Veteran Republican operatives in the Hawkeye State conceded that Trump's power play to skip the debate — he blames Fox News for treating him unfairly — could work to his advantage, as has the other actions he's taken in this race that would have normally sunk a traditional politician. Some Republican voters who plan to caucus on Monday evening agreed, albeit reluctantly, that Trump might well be rewarded for bailing on the debate.
Asked if missing the debate would hurt Trump with undecided voters, Rubio supporter Susan Arnold, 68, of Urbandale, said: "I hope so."
Still, many other voters believe Trump has miscalculated, given the timing and location of this debate. This is the first such televised event of the 2016 Republican campaign to take place in Iowa, and it's scheduled for just four days before the caucuses. If Cruz still threatens Trump for first place, which both the Texan's operation and other campaigns believe, skipping out on this particular debate could cost the businessman.
That view is shared by experienced Iowa Republican insiders, who, on condition of anonymity, used words and phrases like "big mistake" and "insulting to Iowans" to describe Trump's decision. That explains why Cruz and Rubio both hammered Trump for dropping out.
Rubio did so briefly Wednesday evening during a campaign rally with 325 people in West Des Moines, calling Trump's theatrics a sideshow. Cruz, in a rally across town soon after, followed suit, although more vigorously. His opening remarks before a packed house of more than 500 were all about Trump skipping the debate. Cruz is challenging Trump to a one-on-one faceoff, and said he has reserved a venue for the event, to occur Saturday night, in the unlikely scenario that he accepts.
"What does it say when Donald tells the state of Iowa: My time is more important than your time," Cruz said.

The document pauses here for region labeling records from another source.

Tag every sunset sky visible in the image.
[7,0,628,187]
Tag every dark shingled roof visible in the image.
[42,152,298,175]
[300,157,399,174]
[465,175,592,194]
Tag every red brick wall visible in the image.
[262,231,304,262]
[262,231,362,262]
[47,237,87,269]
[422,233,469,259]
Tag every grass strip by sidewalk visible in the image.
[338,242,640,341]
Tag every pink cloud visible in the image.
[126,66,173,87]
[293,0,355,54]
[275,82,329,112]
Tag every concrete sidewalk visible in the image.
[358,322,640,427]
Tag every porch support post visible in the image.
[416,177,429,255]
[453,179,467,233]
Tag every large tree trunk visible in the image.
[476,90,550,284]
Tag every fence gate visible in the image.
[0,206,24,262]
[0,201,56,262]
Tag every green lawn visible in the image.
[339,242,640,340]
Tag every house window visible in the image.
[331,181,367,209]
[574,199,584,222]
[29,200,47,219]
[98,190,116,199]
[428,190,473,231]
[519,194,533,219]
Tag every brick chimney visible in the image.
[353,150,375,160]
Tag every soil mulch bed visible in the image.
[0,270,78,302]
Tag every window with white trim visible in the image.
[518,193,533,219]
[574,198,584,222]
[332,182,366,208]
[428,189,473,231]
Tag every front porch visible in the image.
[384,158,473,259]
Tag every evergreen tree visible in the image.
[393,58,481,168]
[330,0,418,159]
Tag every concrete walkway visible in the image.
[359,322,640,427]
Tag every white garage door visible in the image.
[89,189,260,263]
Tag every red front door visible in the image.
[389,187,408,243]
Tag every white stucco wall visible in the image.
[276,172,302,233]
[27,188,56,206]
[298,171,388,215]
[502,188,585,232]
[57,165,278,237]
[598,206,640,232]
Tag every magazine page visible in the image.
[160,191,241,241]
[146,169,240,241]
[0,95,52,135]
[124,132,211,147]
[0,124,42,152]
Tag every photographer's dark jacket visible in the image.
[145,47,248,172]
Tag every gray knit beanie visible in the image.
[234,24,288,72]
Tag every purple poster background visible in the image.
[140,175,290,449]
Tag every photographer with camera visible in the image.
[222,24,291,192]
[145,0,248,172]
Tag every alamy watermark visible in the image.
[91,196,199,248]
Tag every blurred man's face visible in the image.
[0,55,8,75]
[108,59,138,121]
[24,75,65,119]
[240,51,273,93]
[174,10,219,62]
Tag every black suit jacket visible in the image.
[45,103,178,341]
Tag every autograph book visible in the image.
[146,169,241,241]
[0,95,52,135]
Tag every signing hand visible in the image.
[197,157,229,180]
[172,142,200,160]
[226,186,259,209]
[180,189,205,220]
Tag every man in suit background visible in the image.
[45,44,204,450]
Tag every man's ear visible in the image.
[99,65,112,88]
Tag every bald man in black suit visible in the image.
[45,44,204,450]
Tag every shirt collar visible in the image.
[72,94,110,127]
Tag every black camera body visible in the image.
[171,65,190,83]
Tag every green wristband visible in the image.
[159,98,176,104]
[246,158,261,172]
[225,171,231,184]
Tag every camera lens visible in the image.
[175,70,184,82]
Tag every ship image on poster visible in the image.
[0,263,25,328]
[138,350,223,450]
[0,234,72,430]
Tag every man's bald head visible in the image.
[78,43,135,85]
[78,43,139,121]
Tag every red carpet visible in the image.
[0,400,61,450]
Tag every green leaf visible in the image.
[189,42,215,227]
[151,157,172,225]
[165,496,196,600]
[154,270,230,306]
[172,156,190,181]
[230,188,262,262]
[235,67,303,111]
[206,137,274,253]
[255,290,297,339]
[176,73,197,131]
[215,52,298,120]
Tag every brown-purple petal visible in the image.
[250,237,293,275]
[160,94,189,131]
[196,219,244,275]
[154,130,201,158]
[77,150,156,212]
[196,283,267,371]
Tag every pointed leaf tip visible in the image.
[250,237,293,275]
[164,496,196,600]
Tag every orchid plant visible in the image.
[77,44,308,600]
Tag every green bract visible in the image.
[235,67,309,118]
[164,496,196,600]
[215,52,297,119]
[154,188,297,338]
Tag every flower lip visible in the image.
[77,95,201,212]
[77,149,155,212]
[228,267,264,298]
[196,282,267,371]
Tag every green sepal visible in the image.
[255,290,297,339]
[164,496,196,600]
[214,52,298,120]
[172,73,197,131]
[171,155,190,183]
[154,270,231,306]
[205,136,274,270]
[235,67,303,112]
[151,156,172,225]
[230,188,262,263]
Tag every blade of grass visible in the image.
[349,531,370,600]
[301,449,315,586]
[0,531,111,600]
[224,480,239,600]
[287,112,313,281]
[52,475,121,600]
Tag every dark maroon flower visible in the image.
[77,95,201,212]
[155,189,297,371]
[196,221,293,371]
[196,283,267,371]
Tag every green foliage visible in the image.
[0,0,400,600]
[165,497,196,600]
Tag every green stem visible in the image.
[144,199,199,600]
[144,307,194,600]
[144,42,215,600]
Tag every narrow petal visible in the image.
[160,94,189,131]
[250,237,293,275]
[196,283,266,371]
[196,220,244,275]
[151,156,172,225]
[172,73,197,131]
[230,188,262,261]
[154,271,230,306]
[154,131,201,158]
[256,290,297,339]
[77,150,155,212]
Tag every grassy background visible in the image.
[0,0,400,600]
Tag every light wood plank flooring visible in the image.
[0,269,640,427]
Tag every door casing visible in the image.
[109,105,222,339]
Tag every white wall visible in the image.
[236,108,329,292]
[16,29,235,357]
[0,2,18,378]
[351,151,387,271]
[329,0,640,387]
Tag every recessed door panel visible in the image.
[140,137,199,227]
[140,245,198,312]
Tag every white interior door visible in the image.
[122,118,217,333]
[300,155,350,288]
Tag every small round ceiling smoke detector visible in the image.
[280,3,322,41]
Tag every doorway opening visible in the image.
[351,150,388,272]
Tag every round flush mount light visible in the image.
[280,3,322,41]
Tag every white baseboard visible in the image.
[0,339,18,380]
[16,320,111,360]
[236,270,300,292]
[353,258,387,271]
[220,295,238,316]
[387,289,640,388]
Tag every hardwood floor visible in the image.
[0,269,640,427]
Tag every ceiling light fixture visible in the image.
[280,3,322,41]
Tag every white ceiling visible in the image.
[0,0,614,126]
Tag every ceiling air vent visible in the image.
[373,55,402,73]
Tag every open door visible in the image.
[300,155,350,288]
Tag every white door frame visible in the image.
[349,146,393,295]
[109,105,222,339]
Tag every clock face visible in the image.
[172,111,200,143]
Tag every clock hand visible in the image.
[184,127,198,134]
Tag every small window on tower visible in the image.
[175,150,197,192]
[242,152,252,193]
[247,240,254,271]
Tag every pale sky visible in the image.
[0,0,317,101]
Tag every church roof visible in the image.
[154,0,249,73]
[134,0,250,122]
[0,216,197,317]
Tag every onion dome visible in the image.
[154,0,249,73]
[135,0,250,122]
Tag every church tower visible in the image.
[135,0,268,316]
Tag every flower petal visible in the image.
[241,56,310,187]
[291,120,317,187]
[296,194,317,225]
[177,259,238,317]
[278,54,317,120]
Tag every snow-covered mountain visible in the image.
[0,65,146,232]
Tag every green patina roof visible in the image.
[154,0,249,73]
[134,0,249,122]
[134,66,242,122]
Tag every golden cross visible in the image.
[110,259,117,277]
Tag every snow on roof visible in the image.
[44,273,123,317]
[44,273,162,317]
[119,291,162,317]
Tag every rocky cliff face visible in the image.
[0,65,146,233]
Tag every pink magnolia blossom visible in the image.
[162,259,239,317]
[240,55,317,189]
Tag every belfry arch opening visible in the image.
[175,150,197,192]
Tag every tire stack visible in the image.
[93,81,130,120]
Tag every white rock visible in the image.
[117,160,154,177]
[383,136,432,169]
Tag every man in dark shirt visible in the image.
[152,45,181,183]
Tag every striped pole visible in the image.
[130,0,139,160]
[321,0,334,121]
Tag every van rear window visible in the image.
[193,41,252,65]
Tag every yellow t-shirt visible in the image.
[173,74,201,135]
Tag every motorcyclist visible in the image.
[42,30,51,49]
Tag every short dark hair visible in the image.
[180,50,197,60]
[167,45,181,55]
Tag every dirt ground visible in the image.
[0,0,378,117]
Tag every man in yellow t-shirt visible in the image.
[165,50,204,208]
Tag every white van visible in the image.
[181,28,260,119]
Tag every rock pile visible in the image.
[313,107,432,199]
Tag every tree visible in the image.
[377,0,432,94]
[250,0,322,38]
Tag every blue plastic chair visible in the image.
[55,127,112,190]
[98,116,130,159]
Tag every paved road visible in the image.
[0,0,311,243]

Trump supporters aren't likely to have second thoughts about him just because he's skipping the debate. They believe in the billionaire and probably see his spat with Fox News, and his skipping the debate, as a power move that shows how he'd govern in the White House. Cruz supporters counter that it paints the picture of a man who is unfit for the Oval Office.
"Trump had the opportunity to stand before Iowans and to make his case, with all the hard questions and to prove before he is, before Iowans. And, he chose not to," said Tyler Dorin, 28, a mechanical engineer from Des Moines who plans to caucus for Cruz.